第35話

 ロビーのラウンジのテーブル席で、葛葉と蔵王は改めて陽人と向かい合っていた。


「鳳条さん。さっきはごめんなさい……」


 葛葉は蔵王と共に深々と頭を下げた。

 何でも陽人は、レストランでの食事を終了する旨を店側に伝え、支払いも済ませてきてくれたらしい。

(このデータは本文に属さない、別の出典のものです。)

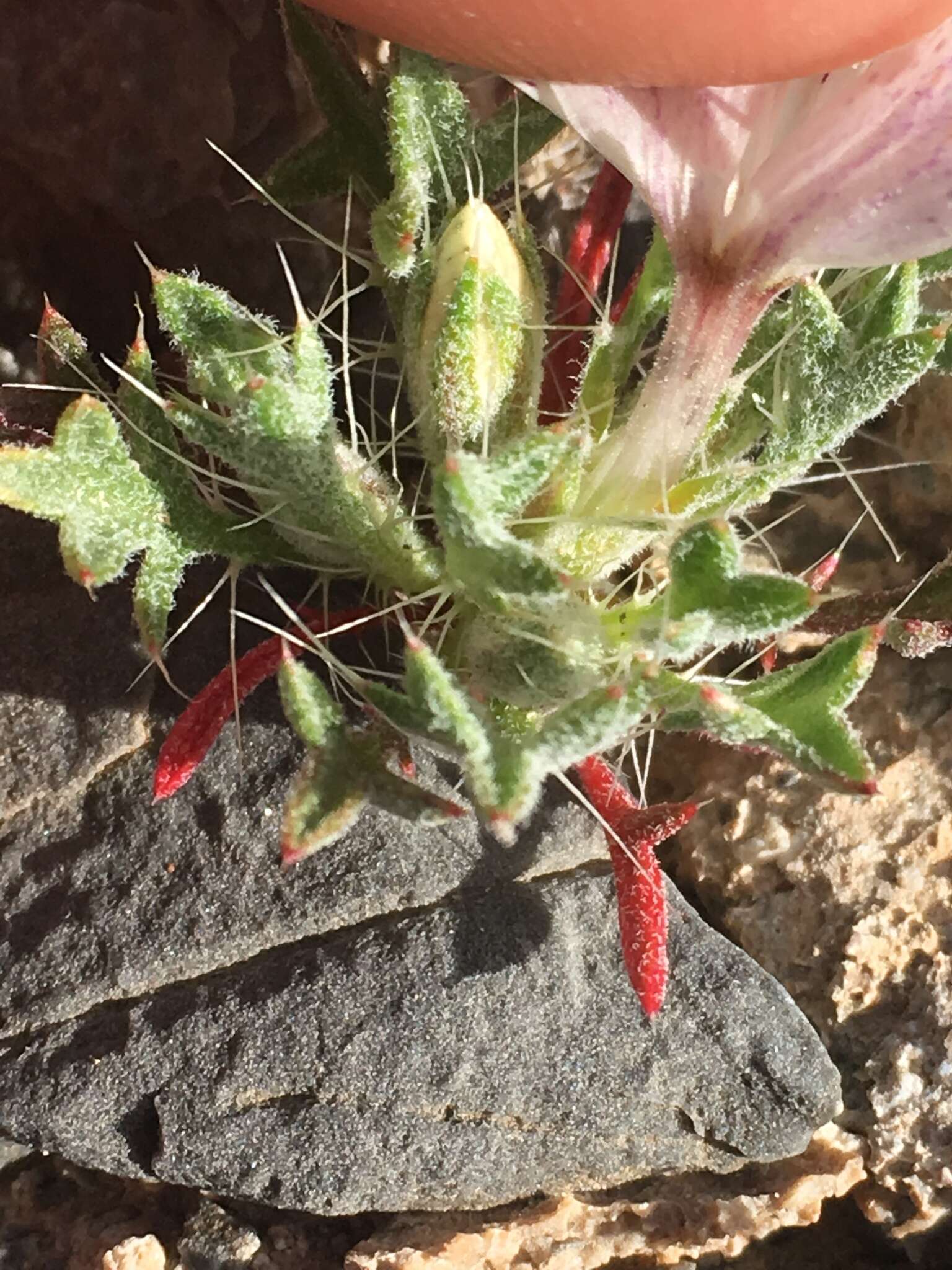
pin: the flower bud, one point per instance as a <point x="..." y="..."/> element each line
<point x="474" y="334"/>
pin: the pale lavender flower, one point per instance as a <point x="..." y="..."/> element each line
<point x="753" y="189"/>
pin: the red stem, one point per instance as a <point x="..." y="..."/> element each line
<point x="589" y="255"/>
<point x="643" y="901"/>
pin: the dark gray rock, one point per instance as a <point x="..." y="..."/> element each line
<point x="108" y="897"/>
<point x="215" y="1240"/>
<point x="460" y="1057"/>
<point x="409" y="1020"/>
<point x="12" y="1152"/>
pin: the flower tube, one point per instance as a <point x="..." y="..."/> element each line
<point x="754" y="187"/>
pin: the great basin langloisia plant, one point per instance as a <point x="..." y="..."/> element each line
<point x="560" y="575"/>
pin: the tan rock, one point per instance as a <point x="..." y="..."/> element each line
<point x="850" y="904"/>
<point x="140" y="1253"/>
<point x="664" y="1223"/>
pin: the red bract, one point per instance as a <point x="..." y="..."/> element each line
<point x="589" y="255"/>
<point x="643" y="904"/>
<point x="205" y="717"/>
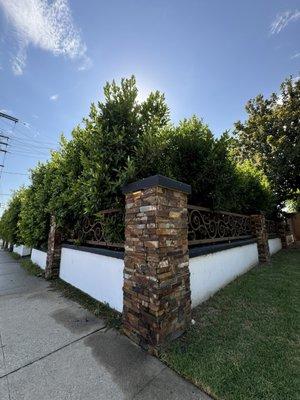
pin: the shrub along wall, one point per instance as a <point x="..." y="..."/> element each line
<point x="121" y="141"/>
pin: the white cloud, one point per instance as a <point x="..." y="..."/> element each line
<point x="296" y="55"/>
<point x="283" y="19"/>
<point x="45" y="25"/>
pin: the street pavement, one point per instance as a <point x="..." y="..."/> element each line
<point x="51" y="348"/>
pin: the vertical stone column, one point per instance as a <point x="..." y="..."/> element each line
<point x="259" y="230"/>
<point x="157" y="298"/>
<point x="54" y="251"/>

「いえ、別にこちらはかまわへんのです。鞄も置いたままでしたんで、もしなんかあったんやったらと思って、追いかけて来ただけですし」

「鳳条さんにもレストランのスタッフさんたちにもご迷惑をおかけしてしまって、本当に失礼しました」

「いえいえ。それで、火急の用というのはもう終わらはったんですか?」

「それは……」


 葛葉と蔵王が揃って言葉を飲み込むと、陽人はふっと相好を崩した。


「冗談です。皆まで言うてもらわんでも結構です。こちらもこれ以上、野暮なこと言うつもりはありません。全部うまいこと済ましてきましたんで、気にせんといてください」


 にこりと笑う陽人に、蔵王は苦笑して、軽く頭を下げた。


「ところで、先程はゆっくりとご挨拶も出来ませんでしたけど、確かお名前は蔵王さんでよろしかったですか?」

「はい。こちらこそご挨拶もまともにできておらず。郁島蔵王です」

「随分と前に会うたきりですけど、葛葉さんよりは少し大きかったせいか、なんとなく面影は残ったはりますね」

「覚えていただいていましたか。鳳条さんは随分と落ち着きが増されましたね」


 それに陽人は少しだけ目を丸くして、ふっと相好を崩した。


「相応に年も取りましたし、ちょっと丸なりました。……と、そんな私の話はさておきまして。今回の縁談のことで、お話せんとあかんことがありまして。そのために、今日は東京まで来たという感じなんですが」


 陽人は手にした紅茶のカップをテーブルに置き、葛葉へと向き直った。


「ここまで進めておいてもろて申し訳ないんですけど、この縁談……お断りさしてもろてもよろしいでしょうか?」


 きっぱり告げられた言葉に、葛葉は「えっ?」と声を漏らした。

 何かの聞き間違えだろうかと、思わず身を乗り出した。


「い、今……何て?」

「せやから、縁談をお断りさせていただきたいなと。こんなことを今日の今日でお伝えするんもどうかとは思たんですけど、私はそもそも結婚するつもりがないんです」


 苦笑する陽人に、葛葉と蔵王はますます目を丸くした。


「実はこれまでも何度かお見合いさせてもろてきたんですけど、全部断らせてもろてきたんです」


 家柄も学歴も申し分ない上に、常に相手を気遣う穏やかさを併せ持つ、何を取っても申し分のない人物なのだ。縁談はいくらでもあるだろう。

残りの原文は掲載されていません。